Shocking graph shows raw reality of our agri sector
This graph (below) gave me a bit of a shock when I first saw it last week. After all, we're constantly being fed the line that the food sector is thriving on the back of unchecked growth in global demand for food.
Bord Bia have lots of nice glossy publications highlighting the record food exports that the sector has been achieving in recent years. So how could that line for agriculture be bumping along so miserably at the bottom of that graph, with only the ravaged construction sector for company in the last couple of months.
"Surely it's wrong?" I asked my colleague.
But the numbers behind it are gold-plated CSO stats.
Still not satisfied, I showed it to the wonderfully unbiased eye of Trevor Donnellan in Teagasc's economic analysis unit. "It's all true," he admitted. "We actually produce the same from the land today as we did 20 years ago."
But what about the huge growth in farm size over the last two decades? Herd size has almost doubled and, combined with better breeding and feeding, milk output per farm is almost three times higher.
"This is the trap that most people looking at the sector fall into," said Dr Donnellan. "You need to remember that there is only a third of the number of dairy farms here today compared to 1990."
But wasn't it the imposition of milk quotas that restricted growth in our dairy industry? "You could argue the opposite in fact," replied the Teagasc analyst.
"Arguably, quotas protected the sector more than they constrained it. This was reflected by the fact that Irish farmers were leading supporters for the retention of the system until relatively recently."
The sad reality is that the dairy sector is one of the best performing ones in terms of maintaining overall output. Cattle output has fallen 5pc in the last 20 years, while sheep numbers are half the level they were in 1990. Pigs, poultry and, curiously, mushrooms are the three exceptions within agriculture to this rule.
So how come there is so much razzmatazz around our burgeoning food industry?
The key word here is industry. Farming and food production are lumped together in most people's minds. But there is a tale of two cities within these two sectors. While the output of farming has been in decline, the contrast with the food processing sector over the same period couldn't be greater.
Over the last 20 years we've witnessed the rise and rise of not just world-class companies such as Kerry, Glanbia and Kepak, but also countless success stories at a more local level like Glenillen, Country Crest, Keogh's Crisps and Truly Irish to name but a few.

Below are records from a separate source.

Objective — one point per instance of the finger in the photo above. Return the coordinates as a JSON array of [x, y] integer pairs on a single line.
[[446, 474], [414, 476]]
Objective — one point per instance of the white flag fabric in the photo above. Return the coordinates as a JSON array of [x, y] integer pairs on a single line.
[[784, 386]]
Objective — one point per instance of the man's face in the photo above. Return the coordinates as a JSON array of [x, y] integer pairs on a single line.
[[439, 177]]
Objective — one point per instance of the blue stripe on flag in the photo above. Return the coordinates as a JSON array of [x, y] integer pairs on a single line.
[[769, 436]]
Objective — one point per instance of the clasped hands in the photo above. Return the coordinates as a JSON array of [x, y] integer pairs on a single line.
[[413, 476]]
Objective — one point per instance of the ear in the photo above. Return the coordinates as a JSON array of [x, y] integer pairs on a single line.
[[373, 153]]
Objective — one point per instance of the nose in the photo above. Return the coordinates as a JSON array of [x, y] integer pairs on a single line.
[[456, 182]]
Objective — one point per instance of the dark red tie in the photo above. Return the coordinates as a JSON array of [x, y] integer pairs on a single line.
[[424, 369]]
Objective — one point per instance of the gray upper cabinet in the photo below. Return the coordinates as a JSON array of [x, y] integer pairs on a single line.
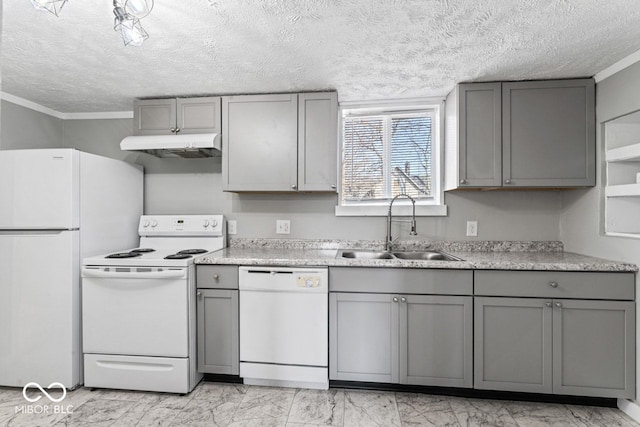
[[280, 143], [533, 134], [548, 130], [317, 141], [474, 136], [176, 116]]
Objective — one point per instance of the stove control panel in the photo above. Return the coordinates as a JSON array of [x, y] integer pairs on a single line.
[[183, 225]]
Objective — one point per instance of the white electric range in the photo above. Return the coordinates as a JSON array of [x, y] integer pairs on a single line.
[[138, 306]]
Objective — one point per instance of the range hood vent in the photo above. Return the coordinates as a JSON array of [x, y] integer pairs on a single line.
[[188, 146]]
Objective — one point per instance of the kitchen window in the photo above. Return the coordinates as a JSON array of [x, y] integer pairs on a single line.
[[389, 150]]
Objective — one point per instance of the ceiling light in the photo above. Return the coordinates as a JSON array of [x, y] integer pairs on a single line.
[[128, 26], [53, 6], [138, 8]]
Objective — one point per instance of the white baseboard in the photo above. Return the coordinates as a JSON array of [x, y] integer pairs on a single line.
[[630, 408]]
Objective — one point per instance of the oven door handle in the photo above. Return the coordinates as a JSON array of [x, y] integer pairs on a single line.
[[159, 274]]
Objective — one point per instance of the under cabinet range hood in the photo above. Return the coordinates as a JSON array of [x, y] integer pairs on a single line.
[[187, 145]]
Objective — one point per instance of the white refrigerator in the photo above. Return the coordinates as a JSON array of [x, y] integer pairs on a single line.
[[57, 206]]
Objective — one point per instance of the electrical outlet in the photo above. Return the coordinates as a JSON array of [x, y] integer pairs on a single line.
[[232, 226], [283, 226], [472, 228]]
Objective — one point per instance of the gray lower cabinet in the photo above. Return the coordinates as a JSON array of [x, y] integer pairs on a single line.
[[407, 339], [218, 333], [576, 347]]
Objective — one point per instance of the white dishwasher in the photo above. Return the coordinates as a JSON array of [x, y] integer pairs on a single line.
[[284, 326]]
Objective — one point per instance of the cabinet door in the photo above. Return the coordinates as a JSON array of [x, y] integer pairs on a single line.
[[199, 115], [513, 344], [154, 116], [436, 340], [548, 133], [218, 336], [259, 138], [363, 337], [317, 141], [480, 135], [594, 348]]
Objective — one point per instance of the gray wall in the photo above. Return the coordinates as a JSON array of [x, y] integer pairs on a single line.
[[582, 219], [26, 128], [194, 186]]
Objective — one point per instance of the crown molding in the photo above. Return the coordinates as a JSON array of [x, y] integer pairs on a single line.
[[65, 116], [618, 66]]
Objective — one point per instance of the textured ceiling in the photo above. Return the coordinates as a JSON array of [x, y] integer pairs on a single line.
[[365, 50]]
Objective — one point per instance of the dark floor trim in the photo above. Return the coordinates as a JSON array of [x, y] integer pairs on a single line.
[[219, 378], [479, 394]]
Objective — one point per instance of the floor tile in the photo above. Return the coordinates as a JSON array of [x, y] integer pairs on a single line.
[[269, 405], [478, 412], [425, 410], [97, 412], [214, 411], [531, 414], [596, 416], [362, 408], [318, 407]]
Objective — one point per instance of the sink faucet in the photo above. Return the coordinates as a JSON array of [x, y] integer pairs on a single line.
[[389, 241]]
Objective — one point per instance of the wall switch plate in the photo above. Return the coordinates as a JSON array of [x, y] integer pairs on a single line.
[[232, 226], [283, 226], [472, 228]]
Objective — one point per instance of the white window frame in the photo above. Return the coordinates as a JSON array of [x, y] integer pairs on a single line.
[[433, 206]]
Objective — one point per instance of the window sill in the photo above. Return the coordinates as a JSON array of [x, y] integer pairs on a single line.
[[398, 210]]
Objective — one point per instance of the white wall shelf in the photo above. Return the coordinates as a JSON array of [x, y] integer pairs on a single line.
[[622, 192], [627, 190], [629, 153]]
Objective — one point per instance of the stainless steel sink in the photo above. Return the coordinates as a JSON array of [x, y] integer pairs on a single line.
[[365, 255], [414, 255], [426, 255]]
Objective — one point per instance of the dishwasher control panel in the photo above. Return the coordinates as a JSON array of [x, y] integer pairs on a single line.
[[308, 281]]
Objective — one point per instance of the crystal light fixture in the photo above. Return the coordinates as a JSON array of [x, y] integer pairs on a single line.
[[127, 17], [53, 6], [128, 26]]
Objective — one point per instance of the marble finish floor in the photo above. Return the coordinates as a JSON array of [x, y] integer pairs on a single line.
[[218, 404]]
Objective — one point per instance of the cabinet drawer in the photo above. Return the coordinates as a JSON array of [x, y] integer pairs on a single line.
[[400, 280], [555, 284], [217, 276]]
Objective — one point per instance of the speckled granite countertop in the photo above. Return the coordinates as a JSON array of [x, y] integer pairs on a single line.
[[481, 255]]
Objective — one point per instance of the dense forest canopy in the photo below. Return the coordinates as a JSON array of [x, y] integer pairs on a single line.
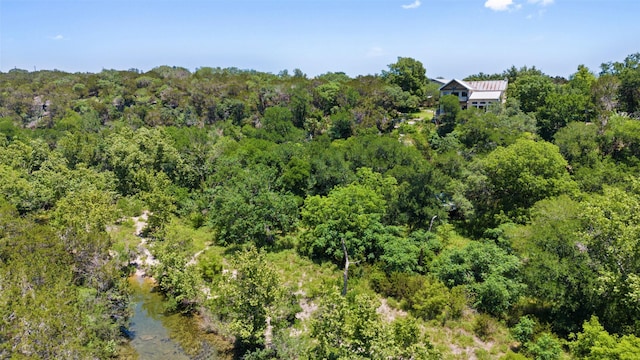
[[519, 223]]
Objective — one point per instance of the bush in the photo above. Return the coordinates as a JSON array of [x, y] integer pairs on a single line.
[[547, 347], [484, 326], [523, 331]]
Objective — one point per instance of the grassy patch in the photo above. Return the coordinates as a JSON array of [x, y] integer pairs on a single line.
[[423, 114]]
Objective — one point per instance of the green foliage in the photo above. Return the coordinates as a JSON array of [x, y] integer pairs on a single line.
[[517, 176], [531, 91], [177, 278], [409, 74], [523, 331], [351, 213], [350, 328], [251, 209], [484, 326], [450, 107], [249, 294], [557, 271], [490, 274], [546, 347], [594, 342], [609, 235]]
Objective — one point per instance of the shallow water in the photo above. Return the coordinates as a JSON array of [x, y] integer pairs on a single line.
[[155, 334]]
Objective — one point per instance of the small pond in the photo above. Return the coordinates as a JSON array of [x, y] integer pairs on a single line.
[[156, 334]]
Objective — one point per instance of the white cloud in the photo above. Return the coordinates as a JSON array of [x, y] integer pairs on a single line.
[[542, 2], [500, 5], [375, 51], [413, 5]]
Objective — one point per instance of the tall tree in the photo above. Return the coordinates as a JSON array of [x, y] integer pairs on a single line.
[[409, 74]]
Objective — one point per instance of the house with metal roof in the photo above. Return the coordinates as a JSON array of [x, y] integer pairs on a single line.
[[478, 94]]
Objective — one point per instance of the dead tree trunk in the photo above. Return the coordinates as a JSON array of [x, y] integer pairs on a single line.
[[346, 268]]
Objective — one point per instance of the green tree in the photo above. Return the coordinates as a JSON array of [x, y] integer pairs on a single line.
[[251, 295], [251, 208], [449, 108], [490, 274], [531, 91], [351, 214], [517, 176], [409, 74]]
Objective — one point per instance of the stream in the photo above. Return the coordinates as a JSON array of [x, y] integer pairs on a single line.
[[155, 334]]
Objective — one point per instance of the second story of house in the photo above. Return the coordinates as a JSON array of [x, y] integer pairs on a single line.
[[478, 94]]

The key thing that each of these businesses have achieved is that they have increased the value of their primary produce by multiples through the use of innovation and technology.

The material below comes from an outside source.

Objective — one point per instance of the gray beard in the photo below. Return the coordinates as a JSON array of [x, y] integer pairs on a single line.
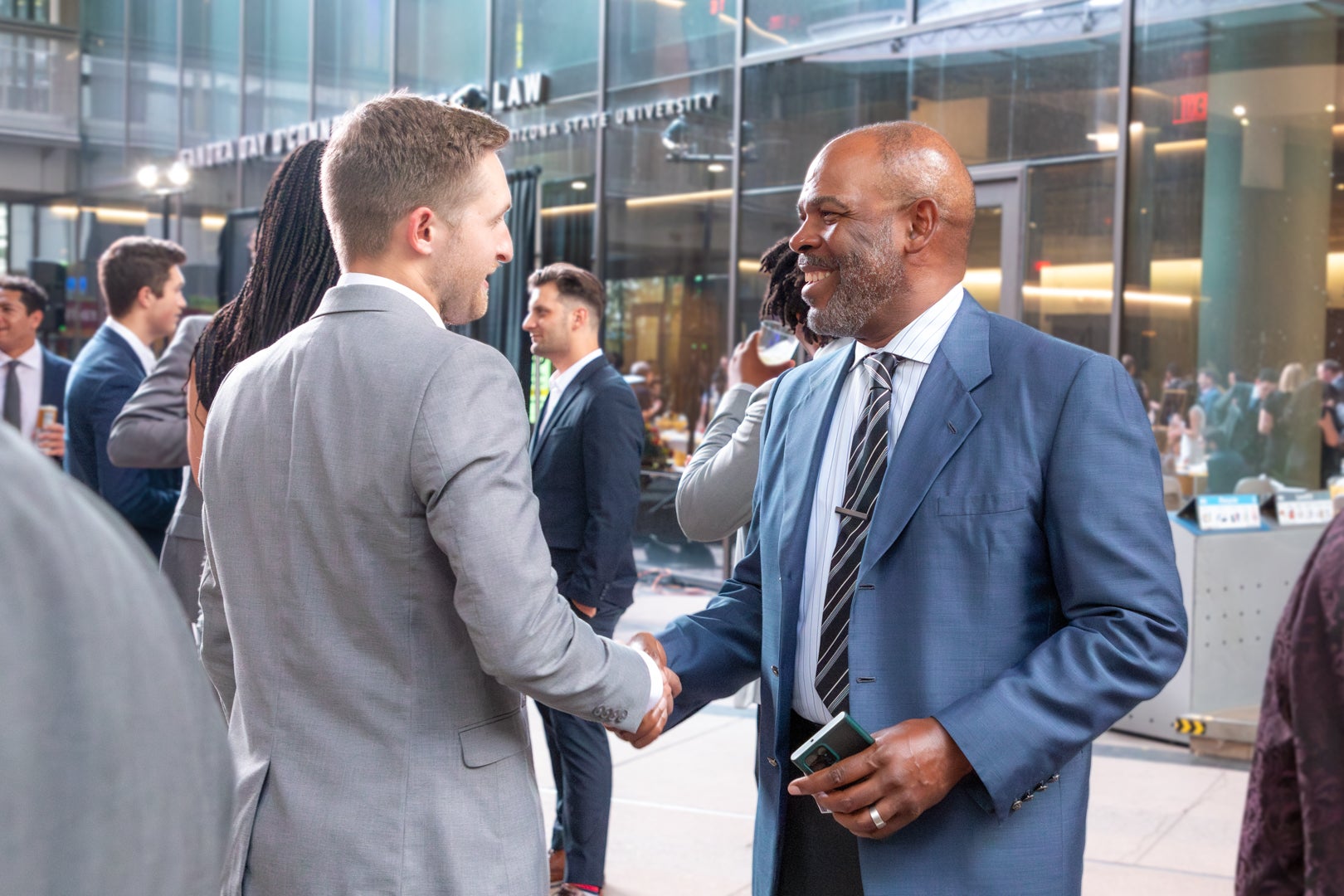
[[867, 281]]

Be that in a farmyard with Tom Keogh deciding to fry his spuds before flogging them or on a 100-acre campus in Kilkenny where Glanbia realised that the former by-products of traditional products such as cheese and butter could provide the spring-board into highly lucrative performance nutrition markets.
By adding value to the primary produce at the farmgate, the food processing sector is now close to three time the level it was in 1990.

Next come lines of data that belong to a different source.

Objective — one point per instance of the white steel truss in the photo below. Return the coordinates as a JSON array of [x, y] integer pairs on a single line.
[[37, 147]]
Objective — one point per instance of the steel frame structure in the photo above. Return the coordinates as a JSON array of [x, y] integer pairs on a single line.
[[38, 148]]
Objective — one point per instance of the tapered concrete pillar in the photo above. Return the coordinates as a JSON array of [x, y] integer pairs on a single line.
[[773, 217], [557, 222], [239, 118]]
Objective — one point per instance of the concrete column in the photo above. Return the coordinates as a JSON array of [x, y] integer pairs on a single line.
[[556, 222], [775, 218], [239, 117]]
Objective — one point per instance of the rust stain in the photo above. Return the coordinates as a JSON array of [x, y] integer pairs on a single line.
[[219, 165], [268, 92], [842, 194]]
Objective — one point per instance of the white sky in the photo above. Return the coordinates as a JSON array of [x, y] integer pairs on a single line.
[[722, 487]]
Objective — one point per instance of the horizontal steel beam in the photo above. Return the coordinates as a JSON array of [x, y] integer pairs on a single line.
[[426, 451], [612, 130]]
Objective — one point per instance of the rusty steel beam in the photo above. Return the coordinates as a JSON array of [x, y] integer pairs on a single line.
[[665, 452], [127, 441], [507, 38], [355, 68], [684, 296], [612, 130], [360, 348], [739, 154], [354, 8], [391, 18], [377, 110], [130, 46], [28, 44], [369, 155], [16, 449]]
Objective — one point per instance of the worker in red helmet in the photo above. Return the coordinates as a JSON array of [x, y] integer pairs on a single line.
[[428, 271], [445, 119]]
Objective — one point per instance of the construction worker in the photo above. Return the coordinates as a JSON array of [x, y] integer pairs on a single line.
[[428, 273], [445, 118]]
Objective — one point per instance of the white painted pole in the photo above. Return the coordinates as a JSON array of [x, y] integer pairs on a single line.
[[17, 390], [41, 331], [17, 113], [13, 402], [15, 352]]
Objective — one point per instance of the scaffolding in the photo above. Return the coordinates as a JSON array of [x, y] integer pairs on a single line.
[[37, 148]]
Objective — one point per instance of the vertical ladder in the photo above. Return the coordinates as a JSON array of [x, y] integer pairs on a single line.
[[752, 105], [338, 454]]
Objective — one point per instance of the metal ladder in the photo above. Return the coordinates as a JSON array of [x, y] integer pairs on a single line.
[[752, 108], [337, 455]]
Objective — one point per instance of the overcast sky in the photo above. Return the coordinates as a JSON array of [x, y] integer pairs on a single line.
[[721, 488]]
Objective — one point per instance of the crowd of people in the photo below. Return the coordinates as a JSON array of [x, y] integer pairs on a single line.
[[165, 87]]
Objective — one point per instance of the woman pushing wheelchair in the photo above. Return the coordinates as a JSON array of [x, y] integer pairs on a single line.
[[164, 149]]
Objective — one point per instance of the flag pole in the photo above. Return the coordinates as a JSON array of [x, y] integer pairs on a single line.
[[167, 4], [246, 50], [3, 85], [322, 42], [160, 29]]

Contrast that with the farm sector, where earnings from the market-place provide about a third of farm income on average – the rest comes from farm subsidies and state supports.
To be fair to farming, the multiplier effect of every euro earned (or received through subsidies) is much greater than the equivalent for almost every other sector.
"It can vary a bit depending on the sub-sector of agriculture that you are looking at, but the rule of thumb we use is a multiplier of about two," said Dr Donnellan.
"In other words, the overall impact of agriculture is about twice the size of the sector. So 100 jobs in agriculture supports 100 jobs elsewhere in the economy."
But realising the realities about our primary food production sector should also provide a cautionary tale for those pinning their hopes to the mast of the Government's ambitious Food Harvest 2020 targets for the agri sector.
"The Food Harvest targets have been endorsed across the farm and food industry," cautions Dr Donnellan.
"However, if the experience of the last 20 years is replicated, growth on the food processing side will not automatically guarantee a similar outcome inside the farm gate.
"Farmers face a significant challenge to reap the benefits that the targets promise for the agri-food industry and wider economy." Farmers need to keep adopting new technology and get bigger to stay competitive.
It's a stark warning for our food sector leaders. If they want to keep the tills humming, they need to keep as many farmers pumping out as much food as possible. But the way the graph is trending does not bode well for the agri-food sector of 2033.